未曾有の危機に立ち向かう再生可能エネルギーの未来《3》普及促進のカギは、発送配電の分離
電力自由化の先進国である英国では新規参入が相次ぎ、発電会社は90社以上、小売(配電)会社も80社以上が存在しているが、送電網は1社が管理しており、安定供給を行いながら重複投資を抑制し、政府の監督の下で再生可能エネルギー促進のためのネットワーク構築も行っている。

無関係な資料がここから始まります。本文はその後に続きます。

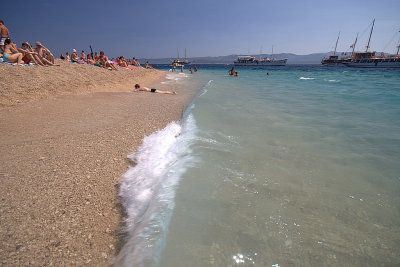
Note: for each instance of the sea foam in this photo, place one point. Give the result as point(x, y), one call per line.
point(147, 191)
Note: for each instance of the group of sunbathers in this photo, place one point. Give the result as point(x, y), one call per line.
point(24, 55)
point(40, 55)
point(100, 60)
point(27, 54)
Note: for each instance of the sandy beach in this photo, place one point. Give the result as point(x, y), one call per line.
point(65, 135)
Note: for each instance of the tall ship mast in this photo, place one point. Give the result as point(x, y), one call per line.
point(368, 59)
point(333, 60)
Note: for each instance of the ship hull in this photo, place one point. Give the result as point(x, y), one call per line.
point(374, 64)
point(281, 62)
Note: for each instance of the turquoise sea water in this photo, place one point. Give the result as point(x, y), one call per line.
point(296, 168)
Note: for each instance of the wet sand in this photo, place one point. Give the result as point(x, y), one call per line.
point(64, 148)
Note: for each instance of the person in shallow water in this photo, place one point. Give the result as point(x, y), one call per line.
point(153, 90)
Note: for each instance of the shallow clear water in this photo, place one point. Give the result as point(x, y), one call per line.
point(298, 167)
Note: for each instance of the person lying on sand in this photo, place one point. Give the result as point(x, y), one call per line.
point(29, 55)
point(153, 90)
point(90, 60)
point(147, 65)
point(122, 62)
point(75, 57)
point(83, 56)
point(11, 53)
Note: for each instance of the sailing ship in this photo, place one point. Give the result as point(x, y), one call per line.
point(252, 61)
point(178, 62)
point(369, 59)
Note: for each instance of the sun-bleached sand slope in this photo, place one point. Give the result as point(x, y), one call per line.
point(65, 134)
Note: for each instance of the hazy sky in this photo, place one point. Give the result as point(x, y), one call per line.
point(157, 28)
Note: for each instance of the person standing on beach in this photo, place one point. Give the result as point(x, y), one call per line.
point(29, 55)
point(11, 54)
point(44, 53)
point(4, 34)
point(232, 71)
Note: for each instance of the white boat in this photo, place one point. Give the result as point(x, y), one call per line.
point(368, 59)
point(178, 62)
point(252, 61)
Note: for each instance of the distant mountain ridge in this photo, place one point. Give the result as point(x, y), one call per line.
point(314, 58)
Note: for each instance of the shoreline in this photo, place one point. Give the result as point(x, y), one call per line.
point(63, 157)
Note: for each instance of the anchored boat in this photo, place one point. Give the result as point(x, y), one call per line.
point(369, 59)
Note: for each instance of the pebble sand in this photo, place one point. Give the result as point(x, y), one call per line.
point(64, 147)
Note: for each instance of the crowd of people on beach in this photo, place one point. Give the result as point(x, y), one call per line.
point(26, 54)
point(40, 55)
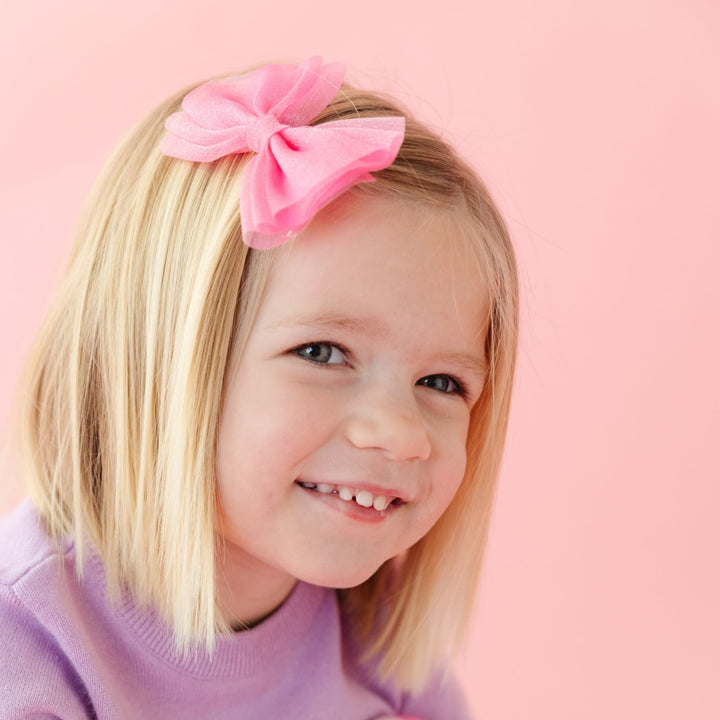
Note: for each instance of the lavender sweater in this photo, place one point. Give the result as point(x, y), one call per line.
point(67, 652)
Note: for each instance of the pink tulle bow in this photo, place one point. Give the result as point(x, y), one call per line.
point(298, 169)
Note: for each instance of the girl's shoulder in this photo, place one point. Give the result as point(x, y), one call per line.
point(25, 547)
point(34, 668)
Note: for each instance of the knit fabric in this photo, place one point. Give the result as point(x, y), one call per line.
point(67, 651)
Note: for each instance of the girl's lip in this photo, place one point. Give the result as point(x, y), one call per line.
point(374, 490)
point(350, 508)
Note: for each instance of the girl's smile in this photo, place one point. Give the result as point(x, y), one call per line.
point(343, 434)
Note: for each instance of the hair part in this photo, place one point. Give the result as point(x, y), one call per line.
point(123, 389)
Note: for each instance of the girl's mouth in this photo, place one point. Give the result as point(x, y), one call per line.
point(362, 497)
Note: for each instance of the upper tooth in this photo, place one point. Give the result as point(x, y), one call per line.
point(364, 498)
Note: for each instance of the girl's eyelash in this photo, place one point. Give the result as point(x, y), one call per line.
point(460, 388)
point(319, 344)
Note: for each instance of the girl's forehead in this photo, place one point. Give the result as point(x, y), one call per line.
point(383, 258)
point(383, 230)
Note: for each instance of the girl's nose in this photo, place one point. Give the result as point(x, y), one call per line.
point(392, 424)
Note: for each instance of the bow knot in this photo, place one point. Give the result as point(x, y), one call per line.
point(285, 183)
point(261, 129)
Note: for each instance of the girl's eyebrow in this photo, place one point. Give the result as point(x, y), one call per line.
point(374, 327)
point(335, 321)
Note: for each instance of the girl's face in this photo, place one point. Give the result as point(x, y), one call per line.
point(357, 381)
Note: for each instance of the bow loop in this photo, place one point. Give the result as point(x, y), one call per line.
point(298, 169)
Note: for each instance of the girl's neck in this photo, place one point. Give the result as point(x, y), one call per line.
point(248, 591)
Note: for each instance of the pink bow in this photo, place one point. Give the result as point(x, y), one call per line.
point(298, 169)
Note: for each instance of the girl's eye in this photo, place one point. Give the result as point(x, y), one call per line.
point(444, 384)
point(322, 353)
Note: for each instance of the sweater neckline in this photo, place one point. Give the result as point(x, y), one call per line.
point(248, 652)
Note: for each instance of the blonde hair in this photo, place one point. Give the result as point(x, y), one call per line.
point(123, 390)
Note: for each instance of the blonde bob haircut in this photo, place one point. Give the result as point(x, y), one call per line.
point(119, 406)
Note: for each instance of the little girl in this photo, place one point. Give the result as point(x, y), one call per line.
point(263, 420)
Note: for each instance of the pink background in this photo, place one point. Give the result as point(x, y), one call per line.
point(596, 125)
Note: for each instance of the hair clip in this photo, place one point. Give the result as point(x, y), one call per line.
point(297, 169)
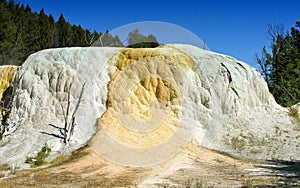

確かに日本でも一部の電力自由化は行われている。だが、今後さらなる再生可能エネルギーの拡大には、(1)市場を活性化するための発送配電分離と完全電力自由化、(2)民間投資を呼び込むインセンティブと競争原理の導入、(3)それを支えるインフラ整備を国がしっかりと推し進めること、という抜本的な改革が必要であろう。
日本の再生可能エネルギー普及のグランドデザインを
化石燃料の価格高騰への対応や中東依存の縮小、原子力からの政策的撤退、またCO2削減手段の1つとしてなど、理由はさまざまだが再生可能エネルギーへの要望は今後も世界的に弱まることはないだろう。
その中で、日本も既存の中央集権的なエネルギーシステムから、地域を中心とした自立分散型システムへの移行を考える時期に来ているのではないだろうか。
もちろん、風力発電機や太陽光パネルを建てる土地も限られた日本において、すべてを一気に再生可能エネルギーで賄うという夢物語を描くのではない。
現在は段階的に化石燃料や原発への依存を下げつつ、エネルギーの地産地消を実現するための現実的な道筋を真剣に検討する時期に来ていると考える。それによって日本の再生可能エネルギー産業自体も活性化し、今なお高いコストの低減や日本の技術力を生かした海外展開も可能となろう。
※京都議定書で規定された、先進国が他の先進国に投資して共同で温室効果ガス排出削減プロジェクトを実施し、削減分を投資国の目標達成に利用できる制度。